Re: bytea encode performance issues

"Merlin Moncure" <mmoncure@xxxxxxxxx> · Thu, 7 Aug 2008 09:38:22 -0400

On Thu, Aug 7, 2008 at 1:16 AM, Sim Zacks <sim@xxxxxxxxxxxxxx> wrote:
>
>> I don't quite follow that...the whole point of utf8 encoded database
>> is so that you can use text functions and operators without the bytea
>> treatment.  As long as your client encoding is set up properly (so
>> that data coming in and out is computed to utf8), then you should be
>> ok.  Dropping to ascii is usually not the solution.  Your data
>> inputting application should set the client encoding properly and
>> coerce data into the unicode text type...it's really the only
>> solution.
>>
> Email does not always follow a specific character set. I have tried
> converting the data that comes in to utf-8 and it does not always work.
> We receive Hebrew emails which come in mostly 2 flavors, UTF-8 and
> windows-1255. Unfortunately, they are not compatible with one another.
> SQL-ASCII and ASCII are different as someone on the list pointed out to
> me. According to the documentation, SQL-ASCII makes no assumption about
> encoding, so you can throw in any encoding you want.

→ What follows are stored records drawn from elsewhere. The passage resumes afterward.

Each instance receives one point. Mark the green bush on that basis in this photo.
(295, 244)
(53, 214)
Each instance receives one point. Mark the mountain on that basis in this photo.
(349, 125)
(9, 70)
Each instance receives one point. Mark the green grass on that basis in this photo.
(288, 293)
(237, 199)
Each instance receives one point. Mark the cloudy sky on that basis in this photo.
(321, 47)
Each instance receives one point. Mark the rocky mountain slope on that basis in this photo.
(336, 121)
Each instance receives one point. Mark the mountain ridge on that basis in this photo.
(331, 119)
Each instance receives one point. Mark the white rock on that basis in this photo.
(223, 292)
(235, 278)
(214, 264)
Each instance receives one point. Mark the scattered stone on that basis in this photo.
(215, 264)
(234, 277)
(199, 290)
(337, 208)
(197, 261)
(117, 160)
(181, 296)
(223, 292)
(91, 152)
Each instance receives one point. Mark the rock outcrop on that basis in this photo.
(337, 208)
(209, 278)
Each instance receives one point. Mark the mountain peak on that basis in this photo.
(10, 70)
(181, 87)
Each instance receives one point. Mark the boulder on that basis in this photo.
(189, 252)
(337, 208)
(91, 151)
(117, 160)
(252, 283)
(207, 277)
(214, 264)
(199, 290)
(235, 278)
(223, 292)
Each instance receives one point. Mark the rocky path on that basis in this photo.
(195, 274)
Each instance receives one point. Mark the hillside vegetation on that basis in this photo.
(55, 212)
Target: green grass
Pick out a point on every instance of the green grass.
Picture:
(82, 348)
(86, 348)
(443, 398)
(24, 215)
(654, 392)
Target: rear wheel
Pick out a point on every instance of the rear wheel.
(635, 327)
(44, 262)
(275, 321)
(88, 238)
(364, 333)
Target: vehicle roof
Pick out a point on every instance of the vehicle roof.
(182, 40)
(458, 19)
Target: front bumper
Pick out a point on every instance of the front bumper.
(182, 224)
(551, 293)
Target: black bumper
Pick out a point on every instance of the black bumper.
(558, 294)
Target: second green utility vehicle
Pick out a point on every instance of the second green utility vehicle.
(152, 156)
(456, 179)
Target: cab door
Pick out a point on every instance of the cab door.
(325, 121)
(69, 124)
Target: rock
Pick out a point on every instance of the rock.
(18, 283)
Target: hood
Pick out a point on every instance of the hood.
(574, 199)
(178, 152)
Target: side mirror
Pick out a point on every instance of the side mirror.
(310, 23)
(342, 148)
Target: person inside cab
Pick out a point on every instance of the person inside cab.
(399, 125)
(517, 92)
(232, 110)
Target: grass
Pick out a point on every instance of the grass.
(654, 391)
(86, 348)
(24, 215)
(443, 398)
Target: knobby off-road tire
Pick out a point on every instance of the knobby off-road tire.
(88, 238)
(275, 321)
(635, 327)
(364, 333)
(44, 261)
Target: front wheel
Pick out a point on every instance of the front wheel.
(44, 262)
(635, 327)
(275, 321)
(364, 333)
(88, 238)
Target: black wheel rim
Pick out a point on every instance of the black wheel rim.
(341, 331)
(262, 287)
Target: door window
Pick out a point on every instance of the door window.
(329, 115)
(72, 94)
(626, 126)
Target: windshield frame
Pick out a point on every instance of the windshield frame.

no, you can't! SQL-ASCII means that the database treats everything
like ascii.  This means that any operation that deals with text could
(and in the case of Hebrew, almost certianly will) be broken.  Simple
things like getting the length of a string will be wrong.  If you are
accepting unicode input, you absolutely must be using a unicode
encoded backend.

If you are accepting text of different encodings from the client, you
basically have two choices:
a) set client_encoding on the fly to whatever text the client is encoded in
b) pick an encoding (utf8) and convert all text to that before sending
it to the database (preferred)

you pretty much have to go with option 'b' if you are accepting any
text for which there is no supported client encoding translation.

merlin